One involves efforts to repeal the adoption of state science standards or challenge science textbooks. There are also bills that attempt to allow science (and other) teachers to present unscientific criticism of scientific principles as legitimate — usually aimed at affecting classroom discussion on evolution and climate change.
Since 2014, more than 60 such bills have been filed in state legislatures all over the country; two have been enacted, in Louisiana in 2008 and in Tennessee in 2012.
These bills are worded as “academic freedom” bills, but they really are efforts to present foundational science as controversial. For example, evolution is the animating principle of modern biology, but these laws attempt to allow creationism and evolution to be debated in a science classroom as though they had equal scientific basis. There is no scientific basis to creationist thinking.

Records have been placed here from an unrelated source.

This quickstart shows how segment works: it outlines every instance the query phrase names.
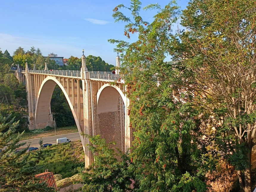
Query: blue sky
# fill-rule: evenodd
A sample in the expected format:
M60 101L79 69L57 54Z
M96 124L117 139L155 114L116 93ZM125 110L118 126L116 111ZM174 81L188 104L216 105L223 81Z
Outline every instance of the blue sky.
M158 3L162 6L169 1L142 0L142 7ZM178 0L182 9L188 0ZM44 56L50 53L68 58L85 54L99 56L115 65L115 46L108 39L125 39L124 24L115 23L113 8L129 1L33 1L0 0L0 48L11 55L19 46L25 51L34 46ZM150 22L156 13L143 12L144 20ZM136 35L132 37L136 40ZM169 60L168 58L166 60Z

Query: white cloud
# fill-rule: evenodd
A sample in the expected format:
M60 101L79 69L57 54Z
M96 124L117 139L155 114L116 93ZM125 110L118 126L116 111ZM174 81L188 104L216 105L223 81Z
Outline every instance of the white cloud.
M92 19L89 18L86 18L85 19L85 20L93 23L94 24L96 24L96 25L106 25L109 23L109 22L106 21L99 20L99 19Z

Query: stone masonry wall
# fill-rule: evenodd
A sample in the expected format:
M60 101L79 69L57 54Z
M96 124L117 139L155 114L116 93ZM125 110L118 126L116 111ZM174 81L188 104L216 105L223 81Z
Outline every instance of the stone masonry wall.
M121 140L120 110L96 114L95 116L96 135L100 135L107 143L115 141L115 146L121 150L124 143Z

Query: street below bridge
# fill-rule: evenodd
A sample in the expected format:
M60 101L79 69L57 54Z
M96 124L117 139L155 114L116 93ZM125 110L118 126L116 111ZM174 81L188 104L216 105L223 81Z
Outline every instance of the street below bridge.
M56 143L56 140L59 138L63 137L66 137L68 139L71 140L71 142L75 141L80 140L80 137L79 133L78 132L73 133L68 133L67 134L64 134L56 136L50 136L49 137L46 137L42 138L42 139L43 140L43 143L49 143L53 144ZM19 142L19 143L26 142L26 143L23 146L20 148L17 149L17 151L19 151L21 149L24 147L26 147L28 145L29 143L31 142L30 146L34 147L39 147L39 146L38 142L40 140L40 138L35 138L31 139L27 139L21 141Z

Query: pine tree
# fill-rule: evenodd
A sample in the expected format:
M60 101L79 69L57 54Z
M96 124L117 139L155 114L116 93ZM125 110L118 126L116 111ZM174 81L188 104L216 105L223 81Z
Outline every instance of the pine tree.
M36 50L36 54L38 56L42 55L42 52L41 52L41 50L40 50L40 49L39 48L38 48Z
M128 114L134 137L130 160L138 191L206 191L205 174L210 168L202 161L208 160L200 139L204 128L198 119L200 109L193 107L193 92L173 85L193 79L187 68L164 61L170 55L171 40L175 39L172 28L178 8L171 3L163 8L148 5L146 9L156 9L158 13L149 23L140 14L141 4L132 0L129 7L117 6L113 14L116 21L126 23L124 35L129 39L137 33L138 40L109 40L118 43L115 50L125 55L121 70L126 75ZM130 10L131 16L125 15L122 9Z
M25 153L29 146L15 152L26 143L18 143L23 132L10 139L18 122L14 122L14 118L10 120L10 117L0 115L0 148L4 149L0 153L0 192L54 191L35 177L42 148L35 153ZM31 160L31 157L35 160Z
M25 54L25 51L24 51L24 48L22 48L21 47L19 47L18 49L13 52L13 56L18 55L20 54L21 54L21 55L24 55Z
M31 51L31 53L34 55L34 54L35 53L35 52L36 50L35 48L35 47L33 46L32 47L31 47L31 49L30 49L30 51Z
M9 53L9 52L8 52L8 51L7 51L7 49L5 50L5 51L4 52L4 53L3 57L8 58L10 60L12 61L13 60L13 57L11 56L10 54Z
M2 52L2 51L1 50L1 48L0 48L0 58L2 57L3 55L4 54L3 54L3 52Z

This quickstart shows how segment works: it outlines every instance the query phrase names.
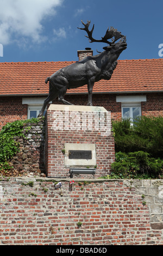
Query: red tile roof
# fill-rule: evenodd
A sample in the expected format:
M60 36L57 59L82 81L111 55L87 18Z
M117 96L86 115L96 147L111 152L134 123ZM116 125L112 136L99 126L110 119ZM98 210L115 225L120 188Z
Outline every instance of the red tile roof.
M75 62L0 63L0 95L48 94L45 79ZM118 60L109 81L101 80L94 93L163 92L163 59ZM87 86L67 93L87 93Z

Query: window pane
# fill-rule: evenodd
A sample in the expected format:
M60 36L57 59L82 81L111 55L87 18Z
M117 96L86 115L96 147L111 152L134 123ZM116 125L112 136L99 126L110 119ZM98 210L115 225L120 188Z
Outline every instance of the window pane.
M40 112L41 112L41 110L39 111L39 113L40 113ZM43 115L45 115L46 112L46 111L45 110L44 112L43 112Z
M130 118L130 108L123 107L123 118Z
M136 117L140 117L140 107L135 107L133 108L133 121L136 118Z
M37 111L36 110L30 110L30 119L37 117Z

So far this year, nine legislative efforts aimed at undermining the teaching of evolution and/or climate change have been introduced in state legislatures:
- Texas House Bill 1485, introduced Feb. 2, supposedly offers science teachers the academic freedom to teach “the scientific strengths and scientific weaknesses of existing scientific theories” covered in the state science standards,” including “climate change, biological evolution, the chemical origins of life, and human cloning.” No vote has been scheduled yet.
- Oklahoma Senate Bill 393, which was passed by the chamber, encourages teachers to teach “scientific controversies” and protects them if they do. Essentially, this would give teachers the freedom to teach nonscientific principles as equivalent to actual science.
- South Dakota Senate Bill 55 died in a state House committee earlier this year after passing the Senate; it would have allowed teachers to essentially teach anything they want as science as long as they used certain language.
- Indiana Senate Resolution 17, which targets the teaching of evolution in public schools, passed the state Senate in a 40-to-9 vote in February. It ostensibly urges the state Department of Education “to reinforce support of teachers who choose to teach a diverse curriculum.”
- Alabama Senate Joint Resolution 78 passed in committee. Glenn Branch, deputy director of the National Center on Science Education, said if it becomes law that it would “send a strong signal that the state legislature approves of Alabama’s public school teachers presenting supposed alternatives to evolution, to climate change, and to any of the material covered in the newly revised state science standards.” He said it could possibly spark litigation over the science curriculum.
- In Florida, two textbook challenges have been making progress in the legislature this year. House Bill 989 passed the Florida House on Friday by a 94-to-25 vote, while the companion Senate Bill 1210 passed the Senate Appropriations Committee, 16 to 0. Both bills give taxpayers the right to object to the use of instructional materials in the public schools, though climate change and evolution are obviously two of the key targets of the legislation.
- In Iowa, House File 480, referred to the House Education Committee on March 1, seeks to require teachers in Iowa’s public schools to include “opposing points of view or beliefs” to accompany any instruction relating to evolution, the origins of life, global warming or human cloning.
- In Idaho, the House of Representatives voted 56 to 9 on March 24 to adopt Senate Concurrent Resolution 121, which finalizes a decision by lawmakers to delete five standards — which discuss climate change and human impact on the environment — from a proposed new set of state science standards for Idaho. The House Education Committee had voted in February to nix the five standards because they supposed failed to present “both sides of the debate,” and the Senate Education Committee did the same thing shortly after.
Back in Oklahoma, SB 393 will soon face a floor vote in the state House. While teaching “scientific controversies” may seem innocuous enough, there is a catch: There is no scientific controversy surrounding the issues this bill is targeting. “Teach the controversy” is actually code for undermining the scientifically sound theory of evolution with religious concepts such as intelligent design and creationism.
In an April 14 letter to Oklahoma House Speaker Charles McCall (R), Maggie Garrett, the legislative director for Americans United, voiced the group’s opposition to the bill, explaining that SB 393’s clear purpose is to discredit sound scientific theories in “another attempt by the legislature to introduce religion into public-school classrooms.” That, of course, violates a Supreme Court decision that prevents public school teachers and administrators from endorsing or appearing to endorse any religion within a classroom or school.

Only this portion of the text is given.